Wednesday, January 04, 2012

Leon Saves Search Warrant Without Nexus Between Suspect, Home

US v. McKenzie-Gude: The aunt of McKenzie-Gude's friend Yevsukov alerted police that McKenzie-Gude had brought an AK-47 (which was registered to McKenzie-Gude's father) and various chemicals to her home. She also alleged that McKenzie-Gude and Yevsukov were "constantly" discussing weapons and explosives, providing police with "data sheets" about the chemicals, as well as other information. Police talked with Yevsukov, who denied that McKenzie-Gude brought the gun to the aunt's home. McKenzie-Gude refused to talk to police. Based on the aunt's information, a state police officer and fire marshal obtained a warrant to search the home McKenzie-Gude shared with his father, although it failed to state that either of them actually lived there. The search uncovered evidence that led to McKenzie-Gude being charged with possession of a firearm not registered to him. After an unsuccessful suppression motion, McKenzie-Gude entered a conditional guilty plea and was sentenced to 61 months in prison.

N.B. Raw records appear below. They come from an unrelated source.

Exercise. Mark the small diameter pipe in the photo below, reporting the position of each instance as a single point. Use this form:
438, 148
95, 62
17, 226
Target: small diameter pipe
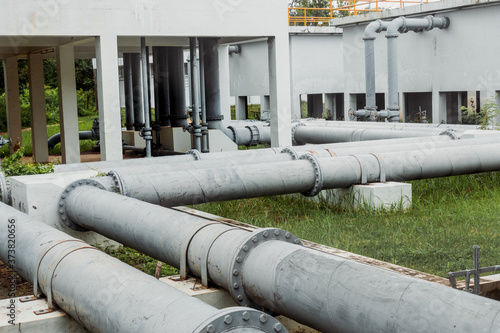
146, 132
195, 102
102, 293
263, 269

On appeal, McKenzie-Gude challenged both his conviction and sentence. As to the conviction, he renewed his argument that the evidence seized from his home should have been suppressed. The Government conceded that the warrant was defective because the affidavit did not link McKenzie-Gude to the residence to be searched, but argued that the Leon good-faith exception saved the evidence from suppression. Specifically, it argued that the officers acted with "objective reasonableness" because they had evidence that McKenzie-Gude lived at the house even if it was not in the warrant application. The court agreed that such evidence could be considered and concluded that the officers who executed the warrant, who also obtained it, acted in good faith. The court also rejected McKenzie-Gude's argument that he was entitled to a Franks hearing based on either inaccuracies in the warrant application or omissions from it. As to McKenzie-Gude's sentence, the court rejected (after brief discussions) each of his three factual challenges to the district court's Guideline calculations.